The term "and/or" means when used to connect two or more selectable items, it is understood to mean any one of the selectable items or any two or more of the selectable items.

The terms "comprises" or "comprising" are intended to include the recited element, integer or step, but not to exclude any other element, integer or step. In this document, the terms "comprises" or "comprising" when used herein, unless otherwise indicated, also encompass the instances of the recited elements, integers, or steps in combination. For example, when referring to an antibody variable region "comprising" a particular sequence, it is also intended to encompass antibody variable regions consisting of that particular sequence.
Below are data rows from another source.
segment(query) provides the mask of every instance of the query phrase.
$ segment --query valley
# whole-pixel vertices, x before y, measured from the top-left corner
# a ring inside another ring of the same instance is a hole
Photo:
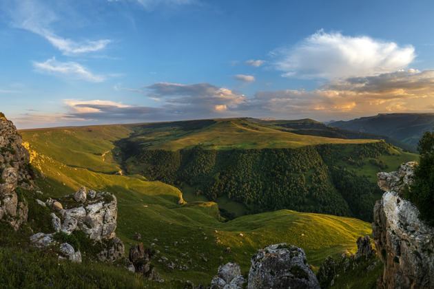
[[[41,173],[37,183],[44,194],[59,197],[81,186],[114,193],[118,206],[116,232],[125,251],[137,243],[134,235],[138,233],[145,246],[153,244],[159,256],[178,260],[175,270],[154,262],[162,278],[204,284],[219,265],[229,261],[238,262],[247,274],[251,256],[270,244],[284,242],[304,248],[314,271],[327,255],[355,253],[355,239],[371,233],[371,224],[345,215],[358,214],[369,221],[369,206],[381,195],[372,175],[395,170],[417,158],[375,140],[301,136],[258,123],[213,120],[20,133],[30,151],[32,166]],[[126,174],[117,173],[121,171]],[[222,184],[204,181],[224,171],[227,178],[218,179]],[[347,181],[337,182],[342,175]],[[303,178],[304,183],[295,187],[305,197],[299,203],[291,198],[293,193],[285,193],[288,187],[278,185]],[[355,189],[353,182],[365,186],[360,193],[342,193],[348,186]],[[321,183],[327,184],[325,189]],[[258,189],[269,186],[274,189]],[[227,188],[231,193],[227,193]],[[198,194],[199,189],[204,193]],[[209,193],[213,189],[225,193],[214,196]],[[247,191],[256,191],[259,197],[251,195],[249,203],[243,199]],[[282,195],[269,197],[273,191]],[[315,206],[329,197],[329,208],[324,202]],[[294,211],[294,204],[300,205],[298,210]],[[331,211],[339,206],[341,211]],[[320,208],[330,210],[322,213],[341,216],[313,213],[320,213]]]

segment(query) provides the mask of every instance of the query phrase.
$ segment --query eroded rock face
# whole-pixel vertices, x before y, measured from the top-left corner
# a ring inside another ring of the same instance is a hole
[[[21,145],[21,136],[10,120],[0,117],[0,220],[18,230],[27,221],[28,206],[17,195],[17,186],[32,189],[33,180],[27,165],[28,151]]]
[[[247,288],[320,288],[304,251],[287,244],[265,247],[251,258]]]
[[[402,197],[411,182],[414,162],[399,172],[379,173],[379,186],[386,189],[374,207],[372,235],[384,264],[380,287],[434,288],[434,228],[417,218],[419,210]]]

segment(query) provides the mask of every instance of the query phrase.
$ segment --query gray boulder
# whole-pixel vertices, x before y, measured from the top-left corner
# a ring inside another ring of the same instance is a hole
[[[74,198],[76,201],[83,203],[86,202],[86,188],[82,186],[74,194]]]
[[[304,251],[285,243],[265,247],[251,258],[249,289],[320,289]]]

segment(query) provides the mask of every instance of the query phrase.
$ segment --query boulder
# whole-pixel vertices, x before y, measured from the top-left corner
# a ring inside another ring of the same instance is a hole
[[[69,244],[61,244],[60,246],[60,250],[68,257],[68,259],[72,263],[81,263],[81,253],[80,253],[80,250],[75,252],[74,248]]]
[[[95,197],[96,195],[96,192],[94,190],[89,190],[87,191],[87,196],[90,197],[91,199],[93,199],[94,197]]]
[[[217,276],[229,283],[236,276],[241,275],[241,269],[238,263],[227,263],[218,267]]]
[[[304,251],[285,243],[269,246],[251,258],[247,288],[318,288]]]
[[[356,243],[358,250],[354,255],[354,259],[357,259],[361,257],[369,259],[371,256],[375,254],[375,250],[372,249],[369,236],[359,237]]]
[[[82,186],[74,194],[74,198],[76,201],[83,203],[86,202],[86,188]]]
[[[414,164],[378,175],[380,187],[387,189],[374,206],[372,223],[372,236],[384,264],[379,288],[434,288],[434,228],[419,220],[417,208],[402,197]]]
[[[52,222],[53,224],[53,227],[54,228],[54,231],[56,232],[60,231],[61,228],[60,218],[57,217],[56,214],[54,214],[54,213],[52,213],[50,215],[52,218]]]
[[[96,255],[100,261],[114,262],[125,257],[125,248],[121,239],[115,237],[103,244],[105,245],[105,248]]]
Wild-type "interleukin-2" or "IL-2" as used herein refers to a parent IL-2 protein, preferably a naturally occurring IL-2 protein, e.g. a natural IL-2 protein derived from human, mouse, rat, non-human primate, including unprocessed (e.g. without removal of signal peptide) and processed (e.g. with removal of signal peptide) forms, as a template for introducing a mutation or combination of mutations of the invention. A full length native human IL-2 sequence comprising the signal peptide is shown in SEQ ID NO. 41 and the sequence of its mature protein is shown in SEQ ID NO. 39. Furthermore, the expression also includes naturally occurring IL-2 allelic variants and splice variants, isoforms, homologs, and species homologs. The expression also includes variants of native IL-2, e.g., the variants may have at least 95% -99% or more identity to native IL-2 or have no more than 1-10 or 1-5 amino acid mutations (e.g., conservative substitutions), and preferably have substantially the same IL-2rα binding affinity and/or IL2rβγ binding affinity as the native IL-2 protein. Thus, in some embodiments, wild-type IL-2 may comprise amino acid mutations that do not affect its binding to the IL-2 receptor as compared to the native IL-2 protein, e.g., the native human IL-2 protein (uniprot: P60568) having the mutation C125S introduced at position 125, belongs to the wild-type IL-2 of the invention. An example of a wild-type human IL-2 protein comprising a C125S mutation is shown in SEQ ID NO. 42. In some embodiments, the wild-type IL-2 sequence may have at least 85%, 95%, even at least 96%, 97%, 98%, or 99% or more amino acid sequence identity to the amino acid sequence of SEQ ID NO. 1 or 2 or 3.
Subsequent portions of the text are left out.